Getting back to what we were talking about earlier, the purpose of the world's dream is for us to have one experience after another of justifiably blaming others, that someone else did it to me; and therefore, my immediate reaction would be, why did you do this to me!—how unkind, unthinking, unloving, uncaring, mean, vicious, cruel, murderous, etc. Instead, you realize that that is the ego's reaction, because that is why the world was made—so we could always blame someone and something else. Remember that very important principle, perception is an interpretation, not a fact. My physical eyes see perceptual or objective facts in the world, but my brain interprets those seeming facts, and the brain's interpretation is a direct reflection of the mind's decision. If I want to find people to blame I will find them without any problem.

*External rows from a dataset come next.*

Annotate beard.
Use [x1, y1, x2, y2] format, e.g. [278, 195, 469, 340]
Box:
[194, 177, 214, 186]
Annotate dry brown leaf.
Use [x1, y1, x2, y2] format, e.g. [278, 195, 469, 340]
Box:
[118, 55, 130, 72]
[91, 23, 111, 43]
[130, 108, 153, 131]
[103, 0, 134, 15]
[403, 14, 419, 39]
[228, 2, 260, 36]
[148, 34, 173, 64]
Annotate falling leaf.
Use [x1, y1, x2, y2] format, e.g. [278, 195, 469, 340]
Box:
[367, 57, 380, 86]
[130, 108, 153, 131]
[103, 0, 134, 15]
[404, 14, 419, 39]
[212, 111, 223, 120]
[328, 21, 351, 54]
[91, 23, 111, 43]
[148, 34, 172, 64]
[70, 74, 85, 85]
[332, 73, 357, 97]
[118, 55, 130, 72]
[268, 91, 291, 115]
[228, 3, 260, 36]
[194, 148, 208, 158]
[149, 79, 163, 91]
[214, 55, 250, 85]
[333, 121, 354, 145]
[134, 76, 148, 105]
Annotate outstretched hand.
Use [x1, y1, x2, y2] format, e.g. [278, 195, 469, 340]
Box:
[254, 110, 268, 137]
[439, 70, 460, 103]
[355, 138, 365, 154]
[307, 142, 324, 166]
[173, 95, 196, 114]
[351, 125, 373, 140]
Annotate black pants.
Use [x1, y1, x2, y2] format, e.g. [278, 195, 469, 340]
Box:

But I could just as easily see the attack, as the Course says, as an expression of fear, which is a call for the love that has been denied and that I do not feel I deserve, or that others do not feel they deserve. So the focus is never on what is outside, but is always on what is inside. Most of the time, I have no power over the world or the other people in the world. The only thing I have power over is my own mind. I will interpret the world either through my ego's eyes, which will always be in terms of winners and losers, victims and victimizers, or I will interpret it through Jesus' eyes, which will see us all as sharing the same interests, the same need, and the same goal.